Hey Ryans! We'll be in BVIs then too. Huge Jets fan hoping for win today, but will be watching no matter who's in the game. I was thinking maybe Soper's Hole for the Super Bowl on Sunday. Have you decided?

And as for Justified...would it offend your "priorities" to tell you I'm a 44 year old guy sailing with THREE beautiful woman who love football almost as much as I do? Yep...just me and the 3 girls...oh darn! I love sailing as much as any sailor....but I beleive in a well balanced life! Sailing, beautiful women AND footbal all at the same time. You should try it


----------



## brigadoonboat (Sep 30, 2007)

the loose mongoose in Trellis Bay has a tv set up on the beach next to the bar. its casual and fun, we did it a few years ago and I am sure they will do it again. they have tvs in the bar, but watching a tv tied down on a pile of beer cases is unique. 
of all the places we visited last week, Loose Mongoose was the most pleasant.


----------



## Ryans222 (Dec 20, 2008)

*BVI for SuperBowl*

Thanks Paul (Brigadoon) for Da Loose Mongoose suggestion. If I am over in that area I was thing about checking out - good to hear they have TV's so I can keep tans on my bets, which could be involved since the Jets are not involved - could not bet against them.
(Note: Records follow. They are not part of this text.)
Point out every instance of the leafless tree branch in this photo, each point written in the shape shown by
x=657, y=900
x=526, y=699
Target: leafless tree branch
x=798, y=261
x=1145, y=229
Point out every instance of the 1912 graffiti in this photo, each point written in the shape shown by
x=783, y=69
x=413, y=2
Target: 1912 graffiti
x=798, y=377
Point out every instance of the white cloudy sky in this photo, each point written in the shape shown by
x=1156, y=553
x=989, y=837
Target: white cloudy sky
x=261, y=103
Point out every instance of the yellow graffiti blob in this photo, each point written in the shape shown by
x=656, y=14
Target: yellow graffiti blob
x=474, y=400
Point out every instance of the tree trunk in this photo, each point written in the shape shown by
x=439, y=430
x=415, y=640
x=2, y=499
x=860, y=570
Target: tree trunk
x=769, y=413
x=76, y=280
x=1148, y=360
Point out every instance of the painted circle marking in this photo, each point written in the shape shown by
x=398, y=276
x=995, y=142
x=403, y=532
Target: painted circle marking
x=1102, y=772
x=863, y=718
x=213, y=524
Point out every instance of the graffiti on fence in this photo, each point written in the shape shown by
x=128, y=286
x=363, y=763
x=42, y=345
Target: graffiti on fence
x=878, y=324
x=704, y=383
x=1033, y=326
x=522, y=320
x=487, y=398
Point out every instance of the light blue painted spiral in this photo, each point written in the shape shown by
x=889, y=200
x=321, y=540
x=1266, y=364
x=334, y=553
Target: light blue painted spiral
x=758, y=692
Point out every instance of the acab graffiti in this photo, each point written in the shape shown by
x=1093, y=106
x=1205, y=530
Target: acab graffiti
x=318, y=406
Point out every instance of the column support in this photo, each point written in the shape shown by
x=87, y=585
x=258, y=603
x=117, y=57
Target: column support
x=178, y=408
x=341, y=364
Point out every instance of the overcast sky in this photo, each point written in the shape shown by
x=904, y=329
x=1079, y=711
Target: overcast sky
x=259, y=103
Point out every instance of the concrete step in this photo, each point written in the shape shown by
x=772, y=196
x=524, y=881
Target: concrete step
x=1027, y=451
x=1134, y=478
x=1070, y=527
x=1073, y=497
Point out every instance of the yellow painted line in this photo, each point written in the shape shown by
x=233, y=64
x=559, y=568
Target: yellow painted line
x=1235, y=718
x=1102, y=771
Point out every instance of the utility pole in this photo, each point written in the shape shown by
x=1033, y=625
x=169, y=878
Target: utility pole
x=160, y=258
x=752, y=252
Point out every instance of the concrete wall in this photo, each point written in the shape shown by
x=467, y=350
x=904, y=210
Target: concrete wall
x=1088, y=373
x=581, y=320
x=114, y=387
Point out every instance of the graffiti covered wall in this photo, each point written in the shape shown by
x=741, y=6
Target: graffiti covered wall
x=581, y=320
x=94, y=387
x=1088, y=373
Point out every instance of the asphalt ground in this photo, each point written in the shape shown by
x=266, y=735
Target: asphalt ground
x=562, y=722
Sailor4698 - I have not been to Sopers in about 13 years and I think we only landed in Pussers for lunch - maybe worth slippin' in there for a night to explore on that Sunday. We (wife and I) will be causing trouble on JVD's beach bars with a night in Great Harbour and will decide our next days ambition based on the amount of "fun" we have that night. If I see a 44 year old with 3 beautiful women, I'll ask where ther head'in for the game.

Sean


----------



## Ryans222 (Dec 20, 2008)

The Jolly Rodger at Sopers is having 7 screens, Bud Bowl Raffles for prizes and T-Shirts, BBQ and Dinner and Football Pools as per Lou of the Jolly.

Thinking that is my spot. JVD that Saturday - I short sail to west end and another great day in paradise.


----------



## CaptnAl (Dec 16, 2000)

Just back from BVI's and can report no TV at the Willy T. We were down for the playoff weekend games, and had trouble evening learning the scores, let alone watching the games. Weren't looking too hard, but football still means soccer to the locals.


----------



## PattonsPats (Feb 14, 2017)

Since this thread is about where to watch the Super Bowl I thought I would share my experience. I went to the Bitter End Yacht Club and it was well worth it! I knew I had the right place when I pulled up and the launch driver had a take on the game (most other places didn't even know what the game was). They had two 10ft x 10ft screens overlooking the water as well as the 7+ 40" TVs in the bar area. The service was a little slow because they were so overwhelmed by the 150+ people they had to service but they had a bucket of beers that averaged about $3.50/beer. After bombing around the other popular bars I would say this was the best place for the event as well as just classy all around. Nothing beats rolling into your dinghy 10ft away from where you're watching the game. As a New England fan watching the biggest comeback in Super Bowl history with a good 50/50 mix was great but getting to shut up the Atlanta woman that kept shouting "Dirty Bird, Dirty Bird" at random times was an even better reward. Cheers


----------